"Why does the NCAA exist?"
To preserve its status quo, at all costs. It's been totally corrupted by TV money, and is now apparently driven by a faction of renegade schools and college presidents who cannot get enough money to fund their wildly extravagant and out-of-control arms race to attract the best athletes, so they can make even more money. It's a vicious cycle that these university presidents put into motion back in the late 1980's when they took over control of the NCAA from the athletic directors. To get more money you break your own rules. Then, pretty soon the rules don't mean much of anything anymore.

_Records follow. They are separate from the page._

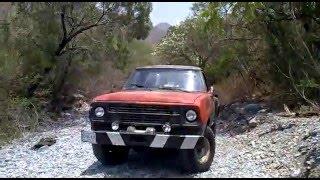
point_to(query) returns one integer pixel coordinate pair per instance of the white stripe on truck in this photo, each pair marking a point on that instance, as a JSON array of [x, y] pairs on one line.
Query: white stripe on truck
[[116, 138], [159, 140]]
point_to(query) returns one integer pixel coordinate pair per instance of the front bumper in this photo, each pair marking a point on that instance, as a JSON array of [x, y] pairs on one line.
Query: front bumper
[[135, 139]]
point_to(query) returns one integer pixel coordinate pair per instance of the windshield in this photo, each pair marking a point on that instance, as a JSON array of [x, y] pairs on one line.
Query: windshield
[[167, 79]]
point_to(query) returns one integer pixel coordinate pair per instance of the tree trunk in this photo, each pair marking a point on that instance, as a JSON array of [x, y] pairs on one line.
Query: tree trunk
[[56, 104]]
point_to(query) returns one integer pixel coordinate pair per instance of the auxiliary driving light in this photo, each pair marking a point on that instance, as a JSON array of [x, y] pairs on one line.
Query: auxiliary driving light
[[191, 115], [99, 111], [115, 125], [166, 127]]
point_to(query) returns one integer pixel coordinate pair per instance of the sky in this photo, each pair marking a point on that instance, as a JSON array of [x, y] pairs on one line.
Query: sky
[[170, 12]]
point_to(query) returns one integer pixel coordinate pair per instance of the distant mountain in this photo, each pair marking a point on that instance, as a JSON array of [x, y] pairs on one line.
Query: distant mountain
[[157, 33]]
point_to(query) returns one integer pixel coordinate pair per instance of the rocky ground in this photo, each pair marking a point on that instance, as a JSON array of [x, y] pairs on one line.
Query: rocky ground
[[251, 141]]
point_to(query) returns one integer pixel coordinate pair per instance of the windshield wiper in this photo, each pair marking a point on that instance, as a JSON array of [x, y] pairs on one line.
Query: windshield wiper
[[140, 86], [172, 88], [137, 85]]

Unfortunately, the "student-athletes" have been the ones who have suffered because of it. I knew a player on the baseball team at a major D-I NCAA university. He quit the team because he was only getting something like a 1/4 scholarship, yet it was expected that he would spend most of his time practicing with the team. He finally got tired of never having sufficient time to study, do his laundry, eat and do all the other things most people take for granted, called having a life. And baseball is not a revenue-producing sport.
HBO's current RealSports show interviewed a bunch of athletes, mostly in lesser sports at NCAA member institutions, who had a wide variety of complaints about the entire system. They were expected to spend countless hours practicing, were threatened with scholarship revocation on an annual basis if they didn't measure up performance-wise, and one girl became suicidal and actually attempted suicide. She was on the track team at Temple, throwing the discus. Really? They put that much pressure on a lower echelon, non-revenue producing sport athlete? If even half of her story is true it's deplorable.
The team athletes are only supposed to spend 25 hours per week on "team activities." The way some schools account for team activities is rather curious. One example cited was a team from Washington that travelled by bus for 3 1/2 hours each way to play a school in Oregon, plus their practice time prior to the game, meals, hotel stay, etc., etc., etc. The school reported they spent less than five hours on "team activities" for that entire trip. The problem is the NCAA doesn't define what constitutes a "team activity," so the schools get to make stuff up as they go along. I'd say it doesn't include travel, since we've got kids jetting cross country to play conference games nowadays.
Mark Emmert was a shady-dealing crook when he was at UCONN and he still is. He probably cost the taxpayers of Conn. millions, if not billions of dollars wasted on various construction projects at UCONN while he was chancellor. I always laugh just thinking about how quickly he left the podium after handing the 2014 men's NC trophy to Kevin Ollie. A lightning bolt wouldn't have gotten off that stage any faster.
How someone with as little character as this guy possesses ended up in charge of the NCAA is mystifying. Then again, maybe it's not. Maybe maintaining the status quo requires a gutter rat's mentality.